Remise en état complète

« La Cèdre a été remise en état complètement. Toute la partie câblerie a été refaite. Nous nous sommes contentés de remplacer les batteries plomb 100 Ah, pour des modèles 70 Ah. A l’arrière, le système de freinage monté d’origine, et à l’efficacité toute relative, ressemble à un mécanisme d’embrayage. Le moteur 24 V transmet le mouvement sur l’unique roue avant via un réducteur par courroies et chaînes. La variation de vitesse s’effectue, de façon déroutante, en agissant sur 2 leviers. La chaîne de traction de cette voiture est entièrement électromécanique », témoigne Philippe Lacomblez.

Dignes d’intérêt ?

Porquerolles, Teilhol Citadine, Cèdre 1000, etc. : Ces microcars électriques ont ils autant d’intérêt en collection que des Citroën Traction, Volkswagen Coccinelle ancienne, ou Peugeot 403 ? « Oui ! », s’empresse de répondre Philippe Lacomblez. Il y voit même un double intérêt.

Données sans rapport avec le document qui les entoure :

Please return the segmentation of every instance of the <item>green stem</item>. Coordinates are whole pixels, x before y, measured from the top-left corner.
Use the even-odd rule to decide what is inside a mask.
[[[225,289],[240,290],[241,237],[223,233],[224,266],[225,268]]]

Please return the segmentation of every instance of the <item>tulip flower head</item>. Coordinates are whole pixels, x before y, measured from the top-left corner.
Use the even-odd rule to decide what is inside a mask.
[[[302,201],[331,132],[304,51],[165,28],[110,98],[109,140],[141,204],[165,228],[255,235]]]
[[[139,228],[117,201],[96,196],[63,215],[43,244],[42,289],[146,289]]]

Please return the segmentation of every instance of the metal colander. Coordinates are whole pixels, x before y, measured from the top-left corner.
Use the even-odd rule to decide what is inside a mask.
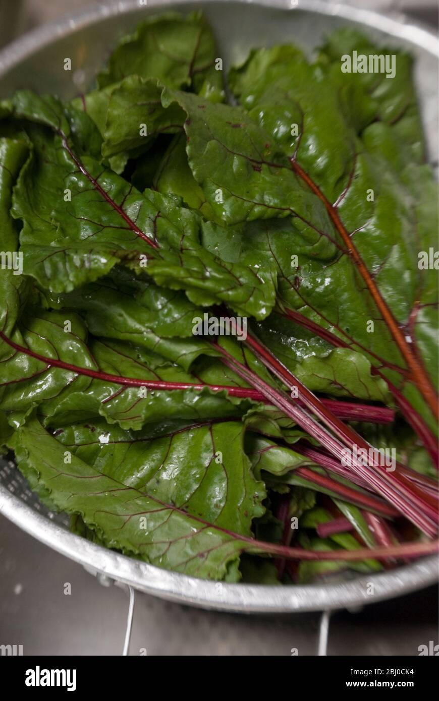
[[[226,66],[242,60],[252,46],[297,41],[312,49],[327,32],[353,23],[365,28],[377,41],[407,47],[417,59],[417,83],[428,151],[431,161],[437,163],[436,40],[427,32],[405,23],[400,15],[396,20],[332,2],[306,0],[299,8],[290,0],[148,0],[147,6],[140,6],[137,0],[109,2],[36,29],[0,53],[0,96],[26,86],[72,97],[78,92],[78,82],[81,88],[91,82],[110,47],[145,13],[158,9],[190,11],[201,5],[214,28]],[[74,76],[76,83],[67,83],[65,72],[55,67],[62,62],[60,57],[74,55],[81,67]],[[0,512],[49,547],[81,564],[103,583],[112,580],[157,597],[209,608],[268,613],[354,608],[408,593],[437,578],[434,557],[378,574],[306,586],[224,584],[169,572],[72,533],[68,517],[46,508],[13,461],[7,459],[0,459]],[[371,583],[373,595],[368,593]]]

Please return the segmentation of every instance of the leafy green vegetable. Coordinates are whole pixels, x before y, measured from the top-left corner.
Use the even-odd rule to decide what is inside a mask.
[[[255,48],[227,104],[166,13],[85,95],[0,103],[0,451],[82,537],[276,585],[434,550],[437,184],[411,57],[353,50]]]

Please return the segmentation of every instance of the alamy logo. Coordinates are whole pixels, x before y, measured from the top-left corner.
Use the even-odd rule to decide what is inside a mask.
[[[342,465],[344,468],[351,466],[353,462],[357,465],[366,466],[371,463],[385,468],[386,472],[393,472],[396,466],[396,451],[395,448],[344,448],[342,453]]]
[[[236,336],[237,341],[247,338],[247,317],[209,316],[207,312],[192,319],[194,336]]]
[[[429,640],[428,645],[419,645],[418,653],[419,656],[422,655],[434,655],[437,657],[439,655],[439,645],[435,645],[433,640]]]
[[[23,254],[20,251],[0,251],[0,268],[13,270],[14,275],[21,275],[23,271]]]
[[[26,686],[67,686],[67,691],[76,689],[76,669],[26,669]]]
[[[386,78],[394,78],[396,72],[394,53],[367,55],[365,53],[352,52],[352,55],[344,53],[342,56],[342,73],[386,73]]]
[[[22,645],[0,645],[0,655],[16,657],[22,654]]]

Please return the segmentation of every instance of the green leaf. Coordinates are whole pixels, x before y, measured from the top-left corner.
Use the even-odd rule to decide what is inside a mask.
[[[142,195],[91,156],[79,161],[59,125],[65,121],[60,103],[51,100],[49,111],[46,99],[22,91],[13,104],[18,117],[48,124],[48,111],[53,121],[53,132],[26,125],[32,150],[12,210],[23,222],[25,272],[40,286],[69,292],[121,261],[159,285],[186,290],[197,304],[227,302],[257,318],[269,313],[276,294],[269,273],[227,264],[205,250],[198,214],[151,190]]]
[[[120,448],[115,458],[106,451],[108,462],[100,450],[98,465],[93,463],[91,449],[86,449],[90,463],[74,453],[66,459],[67,446],[34,418],[15,432],[9,445],[20,470],[27,476],[33,473],[39,490],[57,509],[80,515],[108,547],[192,576],[236,581],[246,543],[229,534],[229,528],[239,526],[250,534],[264,495],[243,454],[242,431],[241,425],[221,424],[212,426],[211,432],[194,429],[191,435],[153,440],[149,447],[154,465],[148,465],[144,444],[139,451],[133,443],[137,473],[130,475],[118,468]],[[89,432],[88,436],[106,440],[109,433]],[[81,430],[79,437],[85,437]],[[100,443],[101,448],[106,444]],[[215,463],[217,449],[222,451],[222,465]],[[181,460],[186,455],[190,462]],[[101,472],[104,465],[109,474]]]
[[[25,142],[0,138],[0,250],[2,251],[17,250],[18,236],[9,210],[13,187],[27,153]]]
[[[104,88],[135,74],[219,100],[224,93],[222,72],[215,69],[217,55],[212,32],[201,13],[185,17],[166,13],[146,20],[121,40],[97,82]]]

« Au niveau du patrimoine automobile, ces véhicules prouvent qu’il existait dans les années 1970 des modèles électriques fonctionnels. Il faut donc les conserver et les mettre en avant », résume-t-il comme première raison de s’intéresser à ces engins. La deuxième vient de son expérience de formateur, lorsqu’il concevait des supports à destination de l’habilitation VE de certains agents Citroën. « Pour découvrir les véhicules électriques, travailler sur ces engins est intéressant car, sous 48 V, par exemple, il n’y a pas de risque d’électrocution. Il y a un véritable intérêt pédagogique à les exploiter, car on voit bien ce qui se passe au niveau électrique et électronique, notamment avec les variateurs de vitesse. Un court-circuit peut-être reproduit, mais avec des conséquences moindres », complète notre interlocuteur.

Des projets ?

« Du fait d’un problème de place, je ne vais conserver que la M35 dont je vais poursuivre la longue restauration, ainsi que la Porquerolles et la Teilhol Citadine remises en état. Pour cette dernière, j’aimerais trouver une solution viable pour les batteries. Celles au plomb qui l’équipent actuellement sont hors d’usage. Les changer coûterait environ 1.500 euros, pour des blocs qui seront à nouveau HS dans 6 ans. J’ai déjà envisagé une autre technologie de batteries, comme des lithium-ion. Pourquoi pas des batteries récupérées sur des voitures électriques actuelles ? », envisage Philippe Lacomblez comme suite à son petit conservatoire personnel.

Automobile Propre et moi-même remercions vivement Philippe Lacomblez pour le temps qu’il a consacré à répondre à nos questions, et pour sa démarche passionnée de présentation de la mobilité électrique.